The nation’s leading lung health doctors oppose this bill because they think it actually would be dangerous for asthma patients to put this medicine back on the shelves. Here’s what Dr. Monica Kraft, professor of Medicine at Duke University and current president of the American Thoracic Society, will say in her testimony on Wednesday:

It is my strongly held view and the view of the American Thoracic Society, that returning epinephrine inhalers to the U.S. market, even for a limited time, would be ill advised.

This view is shared by several other physician organizations including, the American Academy of Allergy Asthma and Immunology, the American College of Asthma Allergy and Immunology, the American Association of Respiratory Care and the National Association for the Medical Direction of Respiratory Care.

The take away message is that in the majority of cases, asthma can be successfully treated by working with health care professionals to find the right combination of safe and effective medications.

Epinephrine is NOT one of the medications that is considered safe for the treatment of asthma.

For years the medical community has recognized the dangerous side effects of epinephrine for the treatment of asthma and has recommended against it use for asthma. In 1999 the American Medical Association 1) urged that warning labels on over the counter epinephrine inhalers be strengthened to warn patients about the dangers of epinephrine use, 2) encouraged FDA to consider removing inhaled epinephrine from the market and 3) requested studies to determine whether the availability of inhaled epinephrine is a risk factor in asthma morbidity and mortality. The American Medical Association again reaffirmed this position in 2009.

The American Thoracic Society strongly encourages any patient who is using over the counter medications--like Primatene Mist CFC--to treat their asthma to see a healthcare provider who can help the patient develop an asthma management plan and recommend more effective and safer medications to manage the asthma.

If the intent of the legislation is to restore a safe and effective asthma drug to the market place, then this legislative effort is mis-informed. Inhaled epinephrine is not a safe drug for the treatment of asthma. The adverse side effects of epinephrine are serious and well documented. No current clinical practice guideline for the diagnosis and treatment of asthma recommends the use of epinephrine. In fact, asthma guidelines specifically recommend against inhaled epinephrine for treating asthma.

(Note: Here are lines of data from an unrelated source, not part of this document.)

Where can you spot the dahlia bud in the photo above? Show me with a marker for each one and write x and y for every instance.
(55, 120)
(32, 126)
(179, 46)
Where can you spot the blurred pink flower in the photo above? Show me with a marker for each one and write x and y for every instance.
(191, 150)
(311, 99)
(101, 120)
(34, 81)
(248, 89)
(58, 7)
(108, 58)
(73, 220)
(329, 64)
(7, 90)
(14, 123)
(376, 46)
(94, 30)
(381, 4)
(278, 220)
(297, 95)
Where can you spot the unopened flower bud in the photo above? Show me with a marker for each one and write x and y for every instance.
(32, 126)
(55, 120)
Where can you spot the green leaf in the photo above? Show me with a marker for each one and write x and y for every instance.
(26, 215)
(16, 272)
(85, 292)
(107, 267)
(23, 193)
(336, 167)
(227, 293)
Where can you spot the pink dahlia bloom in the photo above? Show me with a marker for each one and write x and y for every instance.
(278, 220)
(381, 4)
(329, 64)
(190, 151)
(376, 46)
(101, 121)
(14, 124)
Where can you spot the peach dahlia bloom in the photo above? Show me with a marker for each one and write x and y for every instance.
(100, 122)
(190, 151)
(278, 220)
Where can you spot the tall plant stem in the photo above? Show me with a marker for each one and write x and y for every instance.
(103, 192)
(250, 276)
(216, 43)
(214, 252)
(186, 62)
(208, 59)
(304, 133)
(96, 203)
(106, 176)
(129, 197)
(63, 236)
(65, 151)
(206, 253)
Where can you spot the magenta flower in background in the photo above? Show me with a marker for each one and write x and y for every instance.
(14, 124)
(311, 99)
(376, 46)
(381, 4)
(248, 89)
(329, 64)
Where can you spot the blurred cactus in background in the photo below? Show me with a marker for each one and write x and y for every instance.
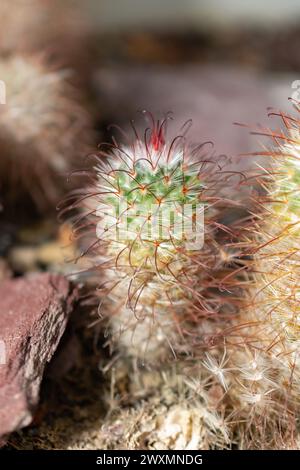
(43, 130)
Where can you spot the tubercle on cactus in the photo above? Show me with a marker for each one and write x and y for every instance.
(161, 292)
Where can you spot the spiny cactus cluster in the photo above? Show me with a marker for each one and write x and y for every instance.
(43, 129)
(259, 370)
(227, 308)
(146, 208)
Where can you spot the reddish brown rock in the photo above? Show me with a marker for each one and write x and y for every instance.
(33, 315)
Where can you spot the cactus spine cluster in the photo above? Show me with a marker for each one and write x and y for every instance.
(147, 206)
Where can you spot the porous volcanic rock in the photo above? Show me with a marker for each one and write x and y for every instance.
(33, 315)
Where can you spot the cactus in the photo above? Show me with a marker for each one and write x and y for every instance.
(165, 285)
(40, 126)
(259, 371)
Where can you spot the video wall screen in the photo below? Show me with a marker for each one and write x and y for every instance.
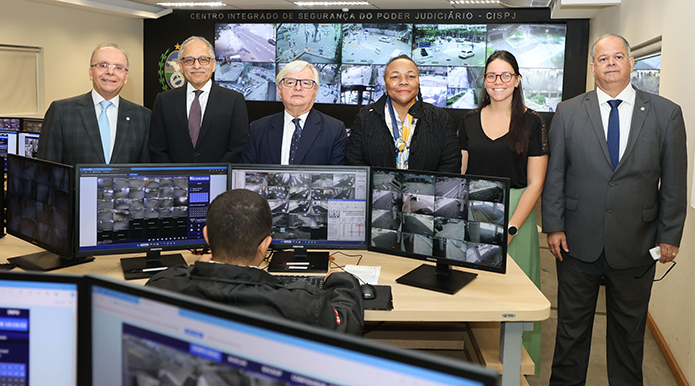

The Subcommittee will also hear testimony from Chris Ward, past chairman of the Asthma and Allergy Foundation of America:

Another false assumption is that low-income people need these medications because they are low-cost. While the price of Primatene Mist may be lower than the total cost of or co-pay for more effective bronchodilators, the relief from these epinephrine devices does not last as long. Thus, the long-term cost is actually higher. ...

[O]ver-the-counter bronchodilators can promote self-diagnoses, which is particularly unsafe for the symptoms of asthma. With proper diagnoses and treatment, people can control their asthma symptoms, avoiding high-cost interventions like emergency department visits and hospitalizations. Cutting out care by qualified medical practitioners could be dangerous for the patient and costly to the healthcare system.

Some backer of the Primatene bill surely will profess concern for poor people’s access to asthma treatment. These are the same folks who voted last week to repeal the Affordable Care Act.

These bills are just more bad news for from the Congress that’s hazardous to your health.